The Battle of Midway

“Carnage and Culture”, at 468 pages, is obviously not a short book; none-the-less, it is still both an enjoyable and a reasonably fast read. And considering the work purely from the readers’ standpoint, all of the battles and campaigns that Dr. Hanson chronicles in this work are clearly and succinctly detailed, and citations from original sources are plentiful. Also, for those not familiar with this author’s other books, Dr. Hanson writes gracefully and with a distinctively American voice; a writing style that makes all of his works a pleasure to read. As an added plus, the book is nicely illustrated with a sizeable number of plates and photographs; it even includes a short, but useful glossary. Finally, this work also contains a reasonable collection of maps; which, although not abundant, are well-chosen and helpful. One possible nit, however, should be mentioned: because of the inter-connected nature of Dr.
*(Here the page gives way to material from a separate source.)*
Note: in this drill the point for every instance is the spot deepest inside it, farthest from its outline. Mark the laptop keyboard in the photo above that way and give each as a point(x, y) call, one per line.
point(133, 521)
Hanson’s core arguments, the text can occasionally seem repetitive, and the non-linear organization of the various battle sections can also be a little distracting.

The Battle of Tet

Victor Davis Hanson presents an original and very provocative thesis in “Carnage and Culture.” Moreover, the thrust of this work is generally persuasive, and although no single battle can perfectly illustrate every element of the Western heritage he examines, the examples offered in support of his thesis are well chosen. In short, Dr. Hanson offers both the student of military affairs, and the reader with a broader interest in history, a clearly-reasoned and even elegant, counter-materialist theory of the origin and development of the Western form of warfare. And for this reason, I strongly recommend this book.